Yeo, Michael. “Case 3: Emergency and Trauma Nurses: When to Give Bad News.” Concepts and Cases in Nursing Ethics. 232-242.

Edwin, AK. “Don’t Lie but Don’t Tell the Whole Truth: The Therapeutic Privilege – Is It Ever Justified?” Ghana Medical Journal 42.4 (2008): 156–161.

In the case study “Research Involving Alzheimer’s Patients,” St. Mary’s Nursing Home Director Ann Wilson rejects Dr. Sandra Selleck’s request for subjects for her clinical trial on a new Alzheimer’s drug. Ann quickly jumped to the conclusion that she would not permit a clinical trial that uses her elderly patients as “guinea pigs,” “exploits” her patients, could increase their vulnerability (Thomas 116). While I can sympathize with Ann’s quick snap decision, barring her patients from even being considered for a study, and not allowing them to use their personal autonomy or freedom to decision making could potentially cause more harm than the study itself.

According to the Centers for Disease Control, over 70 million American citizens will be considered elderly by 2030—a growth that is unprecedented in history (http://www.cdc.gov/aging/data/stateofaging.htm). This closely relates to Alzheimer’s because the symptoms of the disease first appear after age 60 and the risk increases with age, the CDC says. Current CDC statistics state that the number of people with the disease doubles every five years after age 65, and this number is projected to rise to 14 million—a three-times increase—by 2050 (CDC, http://www.cdc.gov/aging/aginginfo/alzheimers.htm). These statistics are important to highlight the ever-increasing need for new drugs and remedies to cure or alleviate Alzheimer’s. Dr. Selleck’s study has been approved by her Hospital Research Ethics Board, so it has been cleared ethically and structurally.

The dilemma in this case is the debate of whether elderly patients, particularly those whom are potentially of lesser competency, should have the right to make their own decision to participate in the trial. In Ann’s eyes, they are vulnerable because of their condition and elderly state, and should not be made more vulnerable or taken advantage of due to their mental capacity. In Dr. Selleck’s eyes, this trial takes the necessary precautions to ensure all subjects are fully approving the trial, and is an important trial to hopefully reduce the prevalence of Alzheimer’s in the future.

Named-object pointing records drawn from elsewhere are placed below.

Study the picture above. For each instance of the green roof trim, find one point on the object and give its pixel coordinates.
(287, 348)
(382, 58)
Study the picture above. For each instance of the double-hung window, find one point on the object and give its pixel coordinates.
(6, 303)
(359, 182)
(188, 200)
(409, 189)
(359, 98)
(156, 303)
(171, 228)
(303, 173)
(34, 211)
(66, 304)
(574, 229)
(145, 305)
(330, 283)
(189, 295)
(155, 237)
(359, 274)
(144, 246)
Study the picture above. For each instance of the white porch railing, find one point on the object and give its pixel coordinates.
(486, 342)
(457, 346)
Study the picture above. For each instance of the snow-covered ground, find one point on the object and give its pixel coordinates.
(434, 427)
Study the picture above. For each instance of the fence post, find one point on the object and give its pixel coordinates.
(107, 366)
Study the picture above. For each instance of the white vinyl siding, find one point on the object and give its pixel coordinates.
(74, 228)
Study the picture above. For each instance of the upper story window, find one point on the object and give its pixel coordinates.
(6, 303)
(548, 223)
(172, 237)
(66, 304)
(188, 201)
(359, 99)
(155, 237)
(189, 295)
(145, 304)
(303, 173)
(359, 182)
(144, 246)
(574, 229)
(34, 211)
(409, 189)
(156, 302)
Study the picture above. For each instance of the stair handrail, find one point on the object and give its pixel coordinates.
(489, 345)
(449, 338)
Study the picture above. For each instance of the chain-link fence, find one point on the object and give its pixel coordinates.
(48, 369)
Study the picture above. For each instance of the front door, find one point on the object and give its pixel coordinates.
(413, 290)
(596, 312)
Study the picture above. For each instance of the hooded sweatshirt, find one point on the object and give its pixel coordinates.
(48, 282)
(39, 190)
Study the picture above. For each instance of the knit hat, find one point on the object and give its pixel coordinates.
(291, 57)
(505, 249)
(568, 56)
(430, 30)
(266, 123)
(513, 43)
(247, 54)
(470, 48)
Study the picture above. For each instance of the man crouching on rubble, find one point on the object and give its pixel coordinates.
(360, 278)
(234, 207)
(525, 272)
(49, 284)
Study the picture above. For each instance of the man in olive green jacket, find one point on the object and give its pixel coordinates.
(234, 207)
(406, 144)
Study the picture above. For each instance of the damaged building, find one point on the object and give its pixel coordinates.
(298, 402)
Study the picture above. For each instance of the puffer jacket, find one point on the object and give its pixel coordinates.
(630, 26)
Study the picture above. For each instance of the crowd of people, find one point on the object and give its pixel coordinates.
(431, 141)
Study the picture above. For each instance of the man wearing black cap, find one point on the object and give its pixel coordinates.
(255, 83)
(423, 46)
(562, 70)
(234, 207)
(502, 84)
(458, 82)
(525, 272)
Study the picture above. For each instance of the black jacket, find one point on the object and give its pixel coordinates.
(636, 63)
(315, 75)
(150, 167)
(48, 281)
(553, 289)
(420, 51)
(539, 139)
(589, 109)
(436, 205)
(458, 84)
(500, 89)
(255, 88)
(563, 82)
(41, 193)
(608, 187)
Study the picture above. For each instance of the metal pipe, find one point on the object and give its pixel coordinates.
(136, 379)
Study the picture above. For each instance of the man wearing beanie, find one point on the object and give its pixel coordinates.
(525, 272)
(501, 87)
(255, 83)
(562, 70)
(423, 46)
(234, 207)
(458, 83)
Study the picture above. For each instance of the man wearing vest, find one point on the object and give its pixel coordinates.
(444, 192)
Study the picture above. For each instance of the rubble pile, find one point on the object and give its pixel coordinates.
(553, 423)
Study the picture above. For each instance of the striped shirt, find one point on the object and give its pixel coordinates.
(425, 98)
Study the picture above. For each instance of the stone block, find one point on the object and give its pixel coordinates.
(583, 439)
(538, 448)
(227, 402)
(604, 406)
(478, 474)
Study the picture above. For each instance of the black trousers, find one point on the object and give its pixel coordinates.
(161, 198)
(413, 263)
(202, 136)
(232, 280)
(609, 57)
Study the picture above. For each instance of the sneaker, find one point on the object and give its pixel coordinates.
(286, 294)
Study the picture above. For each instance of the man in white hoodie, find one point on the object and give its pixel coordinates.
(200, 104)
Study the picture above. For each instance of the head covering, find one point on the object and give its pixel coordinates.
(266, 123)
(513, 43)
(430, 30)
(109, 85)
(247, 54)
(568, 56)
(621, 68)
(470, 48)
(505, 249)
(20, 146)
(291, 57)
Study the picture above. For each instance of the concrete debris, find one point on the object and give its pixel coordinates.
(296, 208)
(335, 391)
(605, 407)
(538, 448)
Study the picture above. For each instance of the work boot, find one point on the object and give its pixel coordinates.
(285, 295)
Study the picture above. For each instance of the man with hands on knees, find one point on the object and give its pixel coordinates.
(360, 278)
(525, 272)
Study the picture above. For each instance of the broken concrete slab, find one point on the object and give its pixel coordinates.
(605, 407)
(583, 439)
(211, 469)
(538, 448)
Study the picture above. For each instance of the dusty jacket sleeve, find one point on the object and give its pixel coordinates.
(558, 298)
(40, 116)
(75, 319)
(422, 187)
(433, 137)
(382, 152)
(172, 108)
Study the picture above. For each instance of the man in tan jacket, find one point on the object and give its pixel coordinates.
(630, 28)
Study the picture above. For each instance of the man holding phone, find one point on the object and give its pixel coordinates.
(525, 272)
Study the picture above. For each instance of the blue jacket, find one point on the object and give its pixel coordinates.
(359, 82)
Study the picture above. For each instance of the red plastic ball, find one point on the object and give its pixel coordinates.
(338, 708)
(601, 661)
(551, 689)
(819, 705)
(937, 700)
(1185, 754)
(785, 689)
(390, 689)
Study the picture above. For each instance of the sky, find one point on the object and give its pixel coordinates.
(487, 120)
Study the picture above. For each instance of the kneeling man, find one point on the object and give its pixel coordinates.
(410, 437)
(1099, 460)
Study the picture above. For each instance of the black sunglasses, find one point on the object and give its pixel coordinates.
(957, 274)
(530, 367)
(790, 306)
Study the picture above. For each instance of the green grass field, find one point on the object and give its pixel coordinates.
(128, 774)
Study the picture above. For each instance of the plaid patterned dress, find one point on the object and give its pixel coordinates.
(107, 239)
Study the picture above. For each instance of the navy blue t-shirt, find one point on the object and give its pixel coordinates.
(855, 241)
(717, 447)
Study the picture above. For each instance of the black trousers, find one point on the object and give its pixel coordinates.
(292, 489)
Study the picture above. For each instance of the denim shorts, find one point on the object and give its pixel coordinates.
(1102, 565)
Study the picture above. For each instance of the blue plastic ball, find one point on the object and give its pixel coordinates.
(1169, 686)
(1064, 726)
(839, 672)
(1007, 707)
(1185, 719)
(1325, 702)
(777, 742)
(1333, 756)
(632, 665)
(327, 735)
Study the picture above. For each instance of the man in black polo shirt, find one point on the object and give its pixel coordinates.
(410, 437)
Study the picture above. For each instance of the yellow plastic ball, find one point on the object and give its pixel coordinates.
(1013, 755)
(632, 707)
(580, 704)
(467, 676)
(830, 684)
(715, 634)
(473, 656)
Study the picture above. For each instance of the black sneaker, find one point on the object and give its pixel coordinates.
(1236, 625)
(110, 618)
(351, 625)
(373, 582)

The concept of institutionalism is vital to making an informed ethical decision in this case. For patients in an institution like a nursing home, they may feel pressures to conform, contribute, and please those in charge of them—particularly for the elderly due to their traditional positions in society (Thomas 118). Because of the ageist society we live in, elderly are viewed as helpless, possibly burdensome members of society. In Ann’s viewpoint, participating in the study would further exploit them and make them feel more helpless. However, removing their ability to consent for themselves reduces their autonomy—which is already limited due to their place in an institution. Ethically, the patients—old or not—have a right to make an informed decision for themselves. And while some may argue that since the patients aren’t all mentally competent, the three guidelines that Dr. Selleck states (1. Patient must provide written consent. 2. Patient’s closest relative must provide written consent. 3. Health care staff must not object), allows third party opinions to be heard (Thomas 116).

For those in institutions, keeping autonomy high is of utmost importance. For elderly in particular, having their personal freedoms stripped after living a life with them is challenging. Thus, even allowing a patient the chance to make their own decision is better than having the decision made for them.

 Works Cited

“Alzheimer’s Disease.” Centers for Disease Control and Prevention. N.p., 25 July 2014. Web. 21 Jan. 2015.

“The State of Aging and Health in America.” Centers for Disease Control and Prevention. Centers for Disease Control and Prevention, n.d. Web. 23 Jan. 2015.

Thomas, John, Wilfrid Waluchow, and Elisabeth Gedge. Well and Good. 4th ed. N.p.: Broadview, n.d. Print.